NAME
Data::TagDB::Tutorial - Work with Tag databases
VERSION
version v0.06
Overview
Data::TagDB allows to store semantic data (universal tags) in a SQL based database.
The database contains tags and links connected to those tags. Tags generally represent a subject, while links represent connection between subjects.
Tags
A tag (in universal tags) represents any kind of subject. Most tags fall into one of two categories: abstract and specific.
Abstract tags are generally concepts like "tree" or "colour". Specific tags represent instances of those. For example the planet Earth, the tree in front of the building, or the file containing yesterday's work.
Tags itself do not hold any data.

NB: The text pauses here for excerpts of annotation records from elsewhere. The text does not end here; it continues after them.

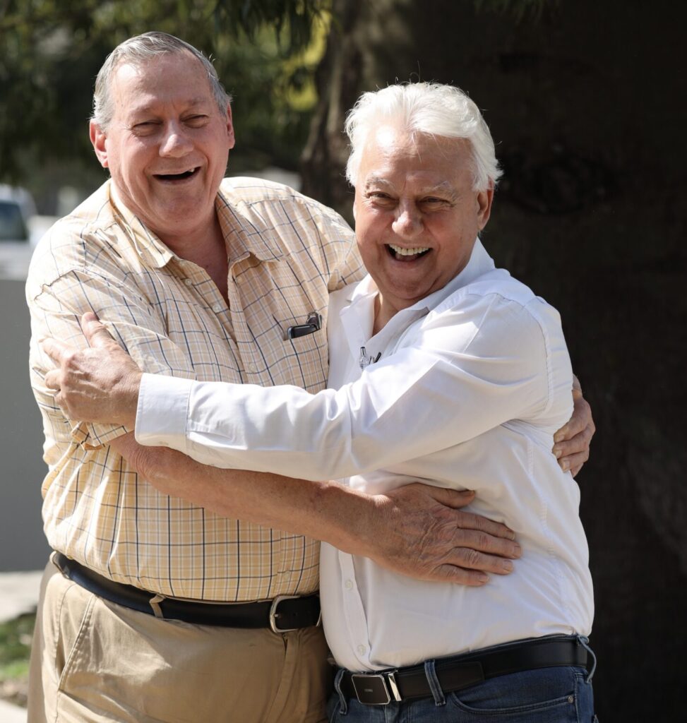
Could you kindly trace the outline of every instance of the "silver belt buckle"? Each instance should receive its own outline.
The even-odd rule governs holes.
[[[277,596],[272,601],[272,604],[270,606],[270,629],[273,633],[276,633],[278,635],[281,633],[291,633],[292,630],[298,629],[297,628],[277,627],[277,606],[280,602],[281,602],[282,600],[295,600],[296,598],[300,596],[300,595],[277,595]]]
[[[392,698],[401,700],[393,672],[351,673],[351,682],[358,701],[366,706],[388,706]]]

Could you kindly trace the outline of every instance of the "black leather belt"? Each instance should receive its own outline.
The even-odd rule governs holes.
[[[222,628],[270,628],[275,633],[288,633],[320,623],[320,596],[316,593],[304,596],[279,595],[261,602],[179,600],[109,580],[61,552],[55,552],[53,562],[65,577],[93,594],[157,617]]]
[[[451,693],[498,675],[558,665],[585,667],[586,649],[573,638],[532,638],[454,657],[438,658],[435,670],[441,689]],[[369,706],[432,696],[423,664],[378,673],[346,670],[341,688],[346,699],[357,698]]]

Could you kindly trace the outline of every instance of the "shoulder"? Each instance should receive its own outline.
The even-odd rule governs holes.
[[[289,186],[263,179],[239,176],[226,178],[220,187],[221,194],[242,213],[265,219],[325,223],[352,234],[351,227],[333,209],[305,196]]]
[[[106,187],[103,184],[56,221],[38,241],[27,276],[27,298],[35,298],[74,271],[91,276],[121,276],[121,250],[117,249],[119,221]]]
[[[486,322],[500,318],[548,334],[560,329],[560,315],[551,304],[505,269],[492,269],[450,294],[430,314],[456,320],[472,317]],[[515,332],[516,329],[511,330]]]

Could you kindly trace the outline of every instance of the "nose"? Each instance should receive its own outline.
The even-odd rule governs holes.
[[[415,204],[399,203],[391,227],[393,232],[401,238],[412,239],[417,236],[422,230],[422,218]]]
[[[165,158],[180,158],[193,150],[193,144],[177,123],[169,123],[160,144],[160,155]]]

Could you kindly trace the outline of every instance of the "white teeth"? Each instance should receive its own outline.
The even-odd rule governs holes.
[[[425,251],[430,250],[428,246],[418,246],[413,249],[404,249],[401,246],[394,246],[393,244],[389,244],[389,248],[399,256],[414,256],[416,254],[423,254]]]

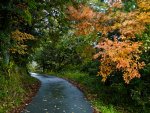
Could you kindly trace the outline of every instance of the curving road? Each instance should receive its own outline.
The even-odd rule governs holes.
[[[41,81],[32,102],[21,113],[93,113],[83,93],[64,79],[31,73]]]

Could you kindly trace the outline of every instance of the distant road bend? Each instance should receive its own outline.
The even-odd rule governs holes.
[[[68,81],[37,73],[31,76],[41,81],[41,87],[21,113],[93,113],[83,93]]]

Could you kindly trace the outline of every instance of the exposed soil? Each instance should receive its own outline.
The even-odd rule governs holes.
[[[26,105],[28,105],[32,101],[32,97],[34,97],[39,88],[40,88],[40,82],[38,81],[35,84],[30,84],[30,85],[24,85],[27,89],[27,94],[24,96],[23,102],[20,104],[19,107],[16,107],[10,111],[10,113],[20,113]]]

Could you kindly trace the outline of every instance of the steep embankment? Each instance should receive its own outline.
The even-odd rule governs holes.
[[[38,90],[39,82],[15,65],[0,71],[0,113],[19,113]]]

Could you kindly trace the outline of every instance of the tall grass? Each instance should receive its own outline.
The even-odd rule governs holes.
[[[0,71],[0,113],[8,113],[19,106],[28,92],[24,84],[36,82],[31,78],[26,69],[15,65],[9,69],[9,73]]]

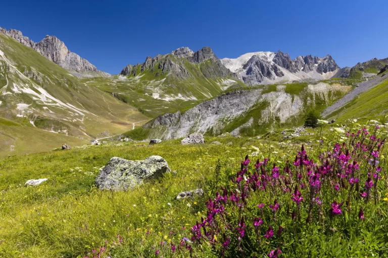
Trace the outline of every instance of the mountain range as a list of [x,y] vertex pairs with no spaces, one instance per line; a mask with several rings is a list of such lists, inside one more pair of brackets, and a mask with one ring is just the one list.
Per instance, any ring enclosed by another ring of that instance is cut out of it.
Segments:
[[387,65],[374,58],[340,68],[330,55],[292,59],[280,50],[220,59],[207,46],[147,56],[111,75],[54,36],[35,43],[0,28],[0,155],[40,150],[37,139],[46,149],[135,127],[165,139],[254,136],[300,125],[311,109],[346,117],[340,109],[380,85]]

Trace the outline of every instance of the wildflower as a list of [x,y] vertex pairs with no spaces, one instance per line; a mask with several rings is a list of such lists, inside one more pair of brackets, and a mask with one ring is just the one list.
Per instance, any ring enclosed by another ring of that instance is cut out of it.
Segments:
[[368,176],[368,179],[365,181],[365,187],[368,190],[372,188],[373,185],[374,185],[374,184],[373,184],[373,181],[372,181],[372,178],[370,178],[370,176],[369,175]]
[[275,199],[275,201],[273,202],[273,205],[270,204],[269,207],[273,210],[274,212],[277,211],[277,210],[279,209],[279,204],[277,203],[277,200]]
[[362,206],[360,208],[360,212],[358,213],[358,217],[360,220],[364,220],[365,218],[364,217],[364,211],[362,210]]
[[268,230],[267,230],[267,232],[265,233],[265,234],[264,235],[264,237],[269,239],[273,236],[273,230],[272,230],[272,226],[270,226],[268,228]]
[[229,246],[229,242],[230,240],[230,238],[228,237],[228,239],[226,239],[226,241],[222,243],[222,247],[225,249],[228,249],[228,246]]
[[299,205],[303,201],[303,197],[302,196],[302,194],[301,194],[301,192],[299,191],[297,187],[295,187],[295,191],[292,194],[291,200],[295,202],[297,205]]
[[330,209],[331,215],[335,216],[342,214],[342,212],[341,208],[343,204],[344,204],[344,203],[337,204],[337,202],[334,201],[333,203],[331,204],[331,209]]
[[261,220],[261,218],[255,218],[253,219],[253,225],[255,227],[259,227],[260,225],[263,224],[263,221]]
[[268,256],[270,258],[277,258],[277,256],[280,253],[281,253],[281,251],[278,248],[275,250],[271,250],[268,253]]

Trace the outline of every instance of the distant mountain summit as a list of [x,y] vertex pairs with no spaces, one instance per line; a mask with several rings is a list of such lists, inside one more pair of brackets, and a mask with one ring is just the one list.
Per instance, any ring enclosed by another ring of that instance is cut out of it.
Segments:
[[280,50],[247,53],[236,58],[223,58],[221,62],[249,85],[329,79],[340,70],[330,55],[324,57],[300,55],[293,60]]
[[38,43],[23,35],[20,31],[7,30],[0,28],[0,32],[16,39],[23,45],[33,48],[51,61],[80,77],[107,77],[110,75],[97,70],[86,59],[68,49],[65,43],[55,36],[47,35]]

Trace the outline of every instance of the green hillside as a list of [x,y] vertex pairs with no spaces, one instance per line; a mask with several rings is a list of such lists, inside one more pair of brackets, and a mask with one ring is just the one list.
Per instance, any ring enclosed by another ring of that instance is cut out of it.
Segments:
[[[0,156],[50,150],[65,142],[85,143],[121,133],[131,129],[133,122],[149,119],[3,34],[0,117],[4,118]],[[18,125],[15,130],[6,125],[10,121]],[[35,137],[43,141],[37,143]]]
[[[151,117],[186,109],[225,91],[248,88],[218,60],[208,59],[193,63],[187,58],[168,54],[154,57],[153,62],[133,67],[128,76],[82,81],[114,94]],[[164,63],[172,68],[164,71]]]
[[[386,72],[380,76],[386,76]],[[360,94],[329,116],[331,118],[337,118],[338,120],[362,117],[380,120],[386,117],[387,112],[388,80]]]

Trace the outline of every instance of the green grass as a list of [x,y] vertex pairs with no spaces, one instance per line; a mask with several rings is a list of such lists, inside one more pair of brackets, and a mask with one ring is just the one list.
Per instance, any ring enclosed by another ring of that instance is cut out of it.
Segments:
[[[317,130],[310,132],[316,136],[318,133]],[[325,130],[322,136],[330,142],[341,140],[342,136]],[[190,227],[206,216],[205,202],[213,198],[222,184],[229,183],[246,154],[259,150],[255,158],[267,157],[270,163],[281,164],[287,159],[293,160],[293,155],[300,148],[300,145],[292,142],[278,144],[247,138],[212,137],[206,140],[222,144],[181,146],[179,140],[151,146],[141,143],[112,143],[0,161],[0,239],[4,239],[0,256],[81,257],[104,245],[106,240],[108,249],[103,257],[152,257],[156,250],[153,246],[160,249],[164,257],[188,256],[184,252],[173,255],[169,245],[161,246],[160,243],[171,241],[178,245],[182,237],[190,238]],[[231,145],[227,145],[229,142]],[[312,141],[307,153],[315,159],[321,148],[316,141]],[[153,155],[165,158],[172,172],[126,192],[101,191],[94,185],[99,168],[111,157],[139,160]],[[27,180],[39,178],[48,180],[37,187],[23,187]],[[199,187],[205,191],[203,198],[188,202],[175,200],[178,193]],[[384,196],[386,189],[381,190],[381,196]],[[278,199],[282,211],[286,210],[288,196]],[[344,198],[335,197],[338,200]],[[266,197],[257,198],[253,201],[255,206],[268,201]],[[324,228],[318,222],[311,227],[304,222],[298,226],[301,230],[298,241],[292,227],[286,227],[283,235],[286,241],[278,238],[265,241],[264,249],[257,250],[264,255],[270,246],[280,247],[286,257],[308,256],[316,252],[332,257],[375,256],[386,247],[382,236],[386,230],[380,226],[388,223],[384,215],[388,206],[381,202],[376,210],[372,209],[372,204],[365,206],[367,219],[362,223],[351,224],[357,221],[345,215],[345,224],[341,222],[342,217],[335,222],[328,217]],[[329,206],[325,205],[326,208]],[[351,214],[358,212],[357,208],[354,209]],[[285,214],[281,212],[276,224],[286,221]],[[329,226],[335,227],[336,231],[322,230]],[[349,228],[358,229],[351,233],[346,231]],[[117,235],[123,239],[120,244]],[[192,247],[193,257],[215,256],[207,245]]]
[[[132,123],[139,126],[150,119],[130,104],[85,85],[34,50],[3,34],[0,49],[9,60],[8,63],[0,60],[0,89],[4,92],[0,94],[0,117],[7,118],[0,118],[0,156],[50,150],[64,143],[78,145],[91,139],[127,132]],[[25,87],[22,91],[24,92],[14,92],[13,85]],[[36,100],[34,94],[42,95],[41,92],[84,110],[84,116],[49,99],[45,103]],[[30,105],[28,112],[18,109],[19,103]],[[29,121],[34,121],[36,127]],[[12,130],[6,126],[17,124],[23,126]],[[59,130],[63,131],[59,135],[46,132]],[[37,139],[43,142],[35,143]]]
[[388,80],[364,92],[330,115],[338,120],[366,117],[378,120],[388,111]]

All data is stored in links.
See also Data::TagDB::Tutorial::WellKnown.
Links
Links store the data in database. There are two types of links: relations and metadata.
Relations
Relations provide a relation between two tags. An example would be "The colour of the house is blue.". In this case the relation consists of three parts: The tag they are applied to ("the house"), the relation that connects both tags ("the colour is"), and the related tag that is applied ("blue").
Note: Each link (and therefore also each relation) as a property tag and relation. This double use of terms can cause confusion.
Note: All parts of a relation are tags. Non of it's properties are special.
In addition each relation also includes a context and filter.
The context is used to provide a scope in which the link is valid. For example a context could be "English", or "the 90s". If the context is undef
the link is valid without any restrictions.
The filter provides a way to limit the scope to which a relation is applied to. This is only used by special relations. Therefore the filter property is virtually always undef
.
Metadata
Metadata are considered degenerated relations. They provide additional information about a tag like relations, however they do not point to a related tag but to raw data.
The related property is replaced by three new properties: type, encoding, and data.
data provides a raw bit string while type and encoding define how the bit string is to be understood. type defines the type of data that is stored. For example "string" or "integer". encoding defines the way the value of the given type is stored. For example "ASCII digits" or "32 bit unsigned integer".
Note: Both type and encoding are often undef
. If they are undef
the default values are used. A relation can define a default type, and a type can define a default encoding.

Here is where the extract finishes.